Lame “Asian” Restaurants


This blog has a great rant about how much “Pan-Asian” restaurants suck. In trying to cover the whole damn continent they get it all wrong and water it down way too much to please the yuppies. In DC the big crap-fest is Raku, but there are some Thai fusion-type restaurants that fit the description as well. But Mr. O-Dub can tell it better than I can (link via The Melting Blog):

Memo to All “Pan-Asian” or “Asian Fusion” or “Asian-Infused” Restaurants:

First of all, just admit it: “Pan-Asian” is your way of charging exorbitant prices and exploiting naive white people who don’t feel comfortable venturing into a restaurant run by actual Asian immigrants.

Second, stop skimping on the flavor and spices. Are you interpreting the Greek prefix “Pan” in “Pan-Asian” to mean “not even remotely”? I’m talking to you, Zao Noodle, king of bland.

Third, if you’re going to co-opt Asian food, stick to the cuisine of one country.

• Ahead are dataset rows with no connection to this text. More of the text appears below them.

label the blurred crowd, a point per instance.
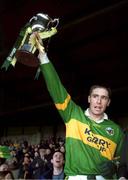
(28, 161)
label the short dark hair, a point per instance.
(100, 86)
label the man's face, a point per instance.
(99, 100)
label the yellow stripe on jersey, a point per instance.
(78, 130)
(63, 106)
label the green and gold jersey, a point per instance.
(88, 144)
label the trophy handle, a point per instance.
(27, 58)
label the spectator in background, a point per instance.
(57, 170)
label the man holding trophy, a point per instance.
(93, 142)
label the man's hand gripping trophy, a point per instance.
(37, 41)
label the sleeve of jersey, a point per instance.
(60, 96)
(119, 145)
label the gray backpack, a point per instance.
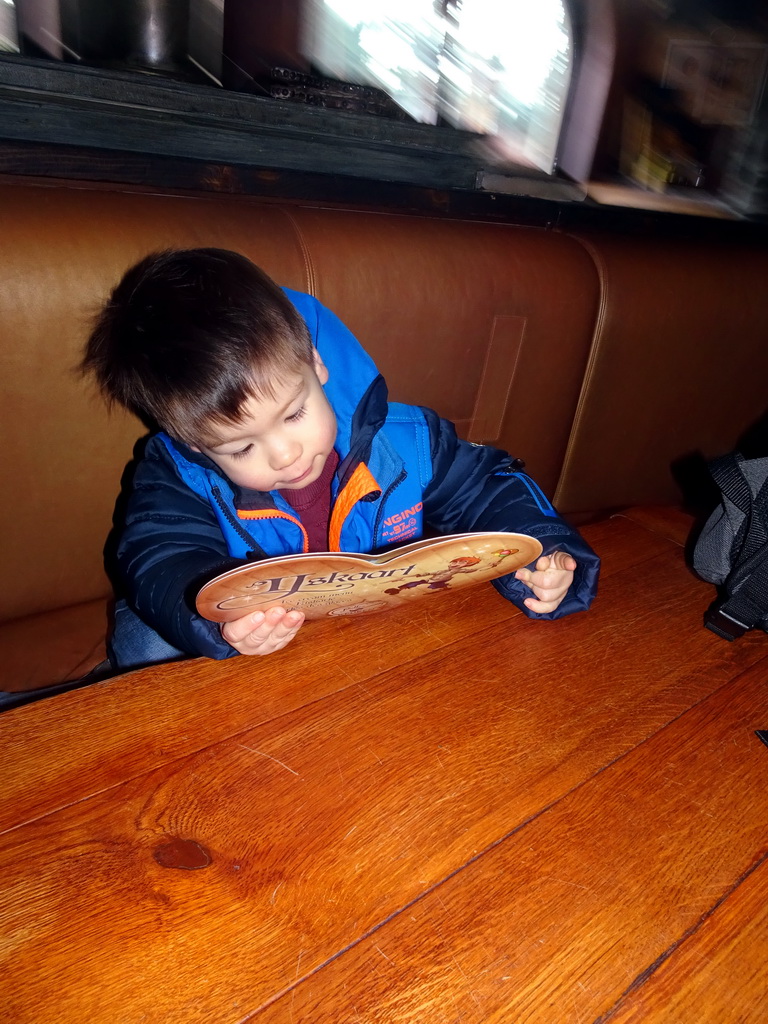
(732, 549)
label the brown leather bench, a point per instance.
(594, 359)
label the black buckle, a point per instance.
(725, 627)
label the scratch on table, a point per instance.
(380, 950)
(271, 898)
(275, 760)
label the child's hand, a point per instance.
(262, 633)
(550, 581)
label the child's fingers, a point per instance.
(556, 560)
(259, 629)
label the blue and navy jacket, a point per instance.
(401, 468)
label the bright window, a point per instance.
(499, 68)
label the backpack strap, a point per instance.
(747, 587)
(747, 601)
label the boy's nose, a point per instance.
(283, 453)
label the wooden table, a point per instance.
(449, 813)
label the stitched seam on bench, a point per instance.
(309, 274)
(599, 264)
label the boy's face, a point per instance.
(282, 443)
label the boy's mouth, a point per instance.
(299, 478)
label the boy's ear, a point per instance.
(320, 368)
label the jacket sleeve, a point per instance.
(169, 545)
(478, 487)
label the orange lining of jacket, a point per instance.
(275, 514)
(361, 482)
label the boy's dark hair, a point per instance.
(188, 335)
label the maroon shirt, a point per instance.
(312, 505)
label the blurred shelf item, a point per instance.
(689, 201)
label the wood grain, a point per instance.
(565, 914)
(130, 724)
(456, 815)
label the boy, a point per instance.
(275, 436)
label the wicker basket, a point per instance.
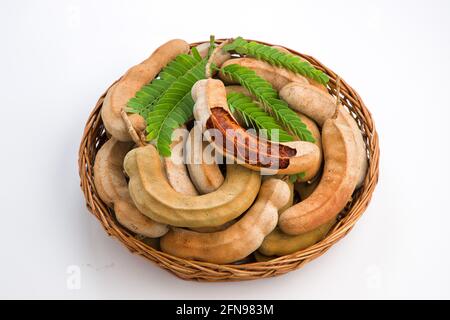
(94, 136)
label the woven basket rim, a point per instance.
(94, 136)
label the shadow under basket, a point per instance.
(94, 136)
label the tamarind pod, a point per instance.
(321, 106)
(203, 170)
(259, 257)
(362, 162)
(312, 82)
(276, 76)
(305, 189)
(175, 168)
(278, 243)
(152, 242)
(310, 101)
(214, 229)
(290, 202)
(238, 89)
(131, 218)
(237, 241)
(109, 179)
(314, 129)
(118, 95)
(335, 187)
(154, 197)
(212, 112)
(111, 186)
(219, 57)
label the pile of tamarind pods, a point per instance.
(223, 214)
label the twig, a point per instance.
(138, 140)
(208, 73)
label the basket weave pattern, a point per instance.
(94, 136)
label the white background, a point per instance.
(57, 57)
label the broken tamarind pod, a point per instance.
(310, 125)
(278, 243)
(175, 168)
(112, 188)
(118, 95)
(237, 241)
(154, 197)
(321, 106)
(276, 76)
(212, 112)
(335, 187)
(203, 170)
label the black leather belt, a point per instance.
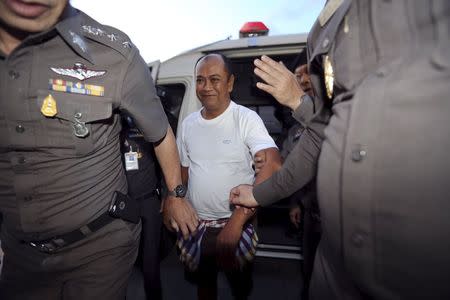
(147, 195)
(53, 244)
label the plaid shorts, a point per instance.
(190, 248)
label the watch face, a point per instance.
(180, 191)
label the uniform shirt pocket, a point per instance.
(80, 125)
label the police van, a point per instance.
(175, 82)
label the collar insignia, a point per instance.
(79, 71)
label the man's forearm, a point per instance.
(271, 165)
(169, 160)
(299, 168)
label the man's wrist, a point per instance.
(295, 104)
(178, 192)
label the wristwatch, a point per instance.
(179, 191)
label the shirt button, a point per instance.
(14, 74)
(325, 43)
(20, 128)
(358, 154)
(357, 240)
(381, 73)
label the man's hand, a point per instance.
(295, 215)
(242, 195)
(180, 215)
(279, 82)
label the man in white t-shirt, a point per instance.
(217, 145)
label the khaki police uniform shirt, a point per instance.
(383, 171)
(51, 180)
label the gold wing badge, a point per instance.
(328, 75)
(79, 71)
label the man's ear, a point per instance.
(230, 83)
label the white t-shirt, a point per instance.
(219, 154)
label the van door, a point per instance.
(154, 69)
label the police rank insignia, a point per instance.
(329, 76)
(79, 71)
(48, 107)
(76, 88)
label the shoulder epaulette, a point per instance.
(107, 35)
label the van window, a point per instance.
(171, 96)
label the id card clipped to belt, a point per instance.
(131, 160)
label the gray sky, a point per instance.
(164, 28)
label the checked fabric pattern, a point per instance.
(190, 248)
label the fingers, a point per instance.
(173, 225)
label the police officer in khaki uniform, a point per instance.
(63, 77)
(383, 168)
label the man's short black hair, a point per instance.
(226, 61)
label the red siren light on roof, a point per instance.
(251, 29)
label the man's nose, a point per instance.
(207, 85)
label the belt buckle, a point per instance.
(44, 247)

You can’t offer watered-down versions of pad thai, adobo, sashimi, and bi bim bop on your menu. You’re destroying the ongoing struggle of Asian Americans to convince everybody else that we’re not all the same.

One thought on “Lame “Asian” Restaurants”

  1. I always tell everyone that “fusion” or “pan-” is code for “won’t last a year.” When they asky why, I always point out that, for example, the modest Thai restaurant on the corner has been around for years, charges less, has better service, and has better tasting food.

    Though the restaurants never seem to last, the trend is disturbingly tenacious like any cancer or weed.